Chaque semaine, une nouvelle démonstration de génération vidéo circule et provoque la même réaction : sidération, puis inquiétude, puis rien. Six mois plus tard, le workflow n’a pas bougé.
Ce n’est pas de la résistance au changement. C’est que la démonstration montre un plan de huit secondes, alors qu’un film de commande en demande cent vingt, raccord, à la charte, livrables mardi.
Les trois étapes où le gain est immédiat
Le prévisuel
C’est le gisement le plus sûr et le plus sous-estimé. Un storyboard animé, des références de lumière, un moodboard de cadrage : ce qui prenait deux jours d’illustration prend deux heures. Le client valide une intention au lieu de valider un texte, et les malentendus disparaissent avant le tournage plutôt qu’après.
Les plans de complément
Le plan de coupe qui manque au montage. La texture, le ciel, l’insert d’ambiance. Ce sont des plans qu’on allait acheter en banque d’images ou re-tourner. Les générer coûte quelques minutes et se raccorde souvent mieux, parce que vous dirigez la lumière.
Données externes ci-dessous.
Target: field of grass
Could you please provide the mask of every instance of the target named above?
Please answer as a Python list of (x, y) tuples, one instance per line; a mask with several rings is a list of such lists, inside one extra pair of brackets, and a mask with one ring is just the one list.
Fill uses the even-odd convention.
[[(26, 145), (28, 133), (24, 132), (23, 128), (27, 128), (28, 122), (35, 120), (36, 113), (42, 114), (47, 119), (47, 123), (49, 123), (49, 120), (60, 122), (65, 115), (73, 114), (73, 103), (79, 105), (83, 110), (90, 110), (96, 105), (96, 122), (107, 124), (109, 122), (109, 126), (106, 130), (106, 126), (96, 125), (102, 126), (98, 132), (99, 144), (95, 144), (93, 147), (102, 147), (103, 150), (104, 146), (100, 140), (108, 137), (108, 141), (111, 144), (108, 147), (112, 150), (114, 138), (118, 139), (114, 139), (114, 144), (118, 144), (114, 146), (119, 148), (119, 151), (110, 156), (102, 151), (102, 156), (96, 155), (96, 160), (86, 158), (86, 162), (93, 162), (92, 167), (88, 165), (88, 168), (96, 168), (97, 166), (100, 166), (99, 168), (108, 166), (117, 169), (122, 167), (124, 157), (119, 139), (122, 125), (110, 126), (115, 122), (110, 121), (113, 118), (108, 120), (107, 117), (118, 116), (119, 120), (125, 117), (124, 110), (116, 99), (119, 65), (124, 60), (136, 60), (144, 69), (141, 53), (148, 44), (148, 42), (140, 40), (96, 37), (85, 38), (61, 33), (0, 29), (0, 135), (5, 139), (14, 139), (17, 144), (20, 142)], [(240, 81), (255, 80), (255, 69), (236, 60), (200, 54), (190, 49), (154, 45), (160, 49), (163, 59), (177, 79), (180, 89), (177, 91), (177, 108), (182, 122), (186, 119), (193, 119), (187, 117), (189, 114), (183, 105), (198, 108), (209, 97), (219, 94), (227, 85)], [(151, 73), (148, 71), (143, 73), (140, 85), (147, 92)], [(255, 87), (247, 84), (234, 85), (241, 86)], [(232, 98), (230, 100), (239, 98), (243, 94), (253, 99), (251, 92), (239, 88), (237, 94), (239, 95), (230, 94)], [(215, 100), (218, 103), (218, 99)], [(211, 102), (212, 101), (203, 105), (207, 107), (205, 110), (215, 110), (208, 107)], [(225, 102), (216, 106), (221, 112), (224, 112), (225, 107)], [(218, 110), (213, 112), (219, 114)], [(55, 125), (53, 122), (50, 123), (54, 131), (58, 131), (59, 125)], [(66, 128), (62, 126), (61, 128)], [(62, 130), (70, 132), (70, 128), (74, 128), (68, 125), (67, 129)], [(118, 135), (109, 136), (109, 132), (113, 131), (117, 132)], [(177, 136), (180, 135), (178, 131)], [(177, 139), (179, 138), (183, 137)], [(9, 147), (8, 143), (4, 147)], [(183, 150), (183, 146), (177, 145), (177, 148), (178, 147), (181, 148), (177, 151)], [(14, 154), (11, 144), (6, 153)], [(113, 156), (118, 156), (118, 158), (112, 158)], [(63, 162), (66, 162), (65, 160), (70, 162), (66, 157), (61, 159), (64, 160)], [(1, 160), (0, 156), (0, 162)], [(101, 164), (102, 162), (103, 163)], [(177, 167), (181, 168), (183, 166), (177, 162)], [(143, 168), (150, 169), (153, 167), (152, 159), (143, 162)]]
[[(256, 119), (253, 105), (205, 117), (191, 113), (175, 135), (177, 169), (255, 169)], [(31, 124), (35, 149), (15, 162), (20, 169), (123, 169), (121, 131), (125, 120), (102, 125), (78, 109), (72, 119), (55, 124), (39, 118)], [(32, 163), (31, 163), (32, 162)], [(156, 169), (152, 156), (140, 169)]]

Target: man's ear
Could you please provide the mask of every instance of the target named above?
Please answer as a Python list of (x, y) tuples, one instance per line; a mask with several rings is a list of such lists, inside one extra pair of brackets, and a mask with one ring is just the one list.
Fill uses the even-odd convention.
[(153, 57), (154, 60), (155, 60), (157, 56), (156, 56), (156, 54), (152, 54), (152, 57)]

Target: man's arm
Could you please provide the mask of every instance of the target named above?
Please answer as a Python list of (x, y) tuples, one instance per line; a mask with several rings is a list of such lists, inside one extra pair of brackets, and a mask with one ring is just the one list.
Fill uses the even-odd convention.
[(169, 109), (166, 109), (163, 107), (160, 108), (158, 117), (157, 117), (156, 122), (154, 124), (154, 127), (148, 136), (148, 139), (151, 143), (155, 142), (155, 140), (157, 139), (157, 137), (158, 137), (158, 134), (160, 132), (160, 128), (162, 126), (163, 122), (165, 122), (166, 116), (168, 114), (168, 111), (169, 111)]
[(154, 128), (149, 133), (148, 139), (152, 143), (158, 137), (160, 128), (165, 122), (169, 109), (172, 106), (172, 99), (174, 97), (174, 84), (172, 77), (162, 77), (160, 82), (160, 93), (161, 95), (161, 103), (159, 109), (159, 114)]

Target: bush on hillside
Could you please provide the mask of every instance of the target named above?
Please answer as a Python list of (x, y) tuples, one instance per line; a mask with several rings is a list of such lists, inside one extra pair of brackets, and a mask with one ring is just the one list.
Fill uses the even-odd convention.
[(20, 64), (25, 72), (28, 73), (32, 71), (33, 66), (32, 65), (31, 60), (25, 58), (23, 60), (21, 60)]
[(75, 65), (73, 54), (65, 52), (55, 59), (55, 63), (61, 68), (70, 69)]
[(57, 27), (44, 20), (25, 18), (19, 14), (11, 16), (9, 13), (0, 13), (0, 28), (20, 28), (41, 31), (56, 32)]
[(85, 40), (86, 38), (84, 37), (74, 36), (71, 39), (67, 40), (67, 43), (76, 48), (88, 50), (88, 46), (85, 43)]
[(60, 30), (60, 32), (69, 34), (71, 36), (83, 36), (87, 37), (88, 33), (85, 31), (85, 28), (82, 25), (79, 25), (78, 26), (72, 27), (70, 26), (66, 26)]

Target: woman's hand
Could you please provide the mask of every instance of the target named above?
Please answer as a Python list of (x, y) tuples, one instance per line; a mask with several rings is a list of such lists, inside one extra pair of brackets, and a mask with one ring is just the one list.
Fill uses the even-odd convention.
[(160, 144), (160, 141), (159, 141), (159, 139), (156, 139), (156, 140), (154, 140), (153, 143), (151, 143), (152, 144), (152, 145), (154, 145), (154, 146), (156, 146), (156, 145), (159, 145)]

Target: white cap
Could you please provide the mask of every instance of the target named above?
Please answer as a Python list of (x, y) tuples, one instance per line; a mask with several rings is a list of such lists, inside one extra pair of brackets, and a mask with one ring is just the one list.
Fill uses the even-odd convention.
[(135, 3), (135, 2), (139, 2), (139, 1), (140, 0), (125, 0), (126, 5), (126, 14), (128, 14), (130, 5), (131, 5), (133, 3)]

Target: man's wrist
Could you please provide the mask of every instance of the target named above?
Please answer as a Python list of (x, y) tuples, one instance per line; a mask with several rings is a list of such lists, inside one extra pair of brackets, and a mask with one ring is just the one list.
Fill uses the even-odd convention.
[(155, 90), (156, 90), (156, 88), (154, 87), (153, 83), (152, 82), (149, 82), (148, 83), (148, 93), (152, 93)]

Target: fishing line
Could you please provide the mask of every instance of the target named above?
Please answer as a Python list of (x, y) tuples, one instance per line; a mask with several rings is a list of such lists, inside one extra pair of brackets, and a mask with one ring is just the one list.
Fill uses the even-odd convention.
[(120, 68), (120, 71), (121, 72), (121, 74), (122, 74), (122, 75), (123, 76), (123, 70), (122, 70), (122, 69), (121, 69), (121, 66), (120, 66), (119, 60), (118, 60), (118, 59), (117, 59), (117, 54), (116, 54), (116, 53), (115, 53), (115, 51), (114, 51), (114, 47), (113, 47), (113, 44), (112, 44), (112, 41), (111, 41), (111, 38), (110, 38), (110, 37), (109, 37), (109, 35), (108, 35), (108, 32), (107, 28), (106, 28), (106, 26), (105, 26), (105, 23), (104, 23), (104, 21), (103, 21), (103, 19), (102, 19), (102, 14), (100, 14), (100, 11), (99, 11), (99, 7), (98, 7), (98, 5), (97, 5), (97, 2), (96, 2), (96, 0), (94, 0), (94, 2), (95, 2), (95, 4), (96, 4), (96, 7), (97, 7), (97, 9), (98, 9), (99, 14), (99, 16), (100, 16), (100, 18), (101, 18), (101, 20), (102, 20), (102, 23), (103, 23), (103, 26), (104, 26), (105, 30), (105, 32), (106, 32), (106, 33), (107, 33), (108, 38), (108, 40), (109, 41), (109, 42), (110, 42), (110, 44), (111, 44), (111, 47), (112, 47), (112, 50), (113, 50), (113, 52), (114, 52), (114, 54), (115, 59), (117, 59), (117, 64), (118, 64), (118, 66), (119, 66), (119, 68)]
Les déclinaisons de format
Un film en 16:9, 9:16, carré, avec ou sans sous-titres incrustés, en trois durées. Travail mécanique, volume important, aucune valeur ajoutée créative. Exactement le profil.
Les trois étapes où ça coince encore
La continuité. Le même personnage, le même décor, la même lumière sur douze plans successifs. Les modèles progressent vite, mais la dérive reste le mur principal. Sur un récit, elle se voit immédiatement.
Le jeu. Un regard qui hésite, un souffle mal placé, un silence tenu une seconde de trop. Ce sont les choses qu’on retient d’un film, et elles ne se génèrent pas encore.
Les droits. Sur un film de commande, la question de ce qui a été généré, à partir de quoi, et de ce que vous pouvez céder au client se pose contractuellement. Elle se règle en amont, dans le devis, pas en livraison.
La règle qui structure tout le reste
Générez ce que personne ne regardera deux fois. Tournez ce qui porte l’émotion.
Un ciel, une texture, un raccord technique : générés. Un visage qui dit quelque chose : tourné. Cette ligne de partage tient, et elle a le mérite de désamorcer la discussion sur l’authenticité, qui n’a jamais fait avancer un projet.
Ce que ça change pour votre devis
Le poste prévisuel baisse. Le poste plans de complément baisse fortement. Le poste tournage ne bouge pas. Le poste post-production baisse sur la déclinaison, pas sur le montage.
Résultat sur un film institutionnel classique : entre 15 et 25 % de temps en moins, concentrés sur les tâches que personne n’aimait faire. C’est un gain honnête. Ce n’est pas la révolution annoncée dans les démonstrations, et c’est précisément pour ça qu’il est tenable.
Par où commencer
Le prévisuel, sur un projet en cours, sans rien annoncer au client. Vous mesurez le temps gagné et la qualité des retours obtenus. Si les allers-retours de validation diminuent, vous avez votre réponse, et elle vient de votre propre production.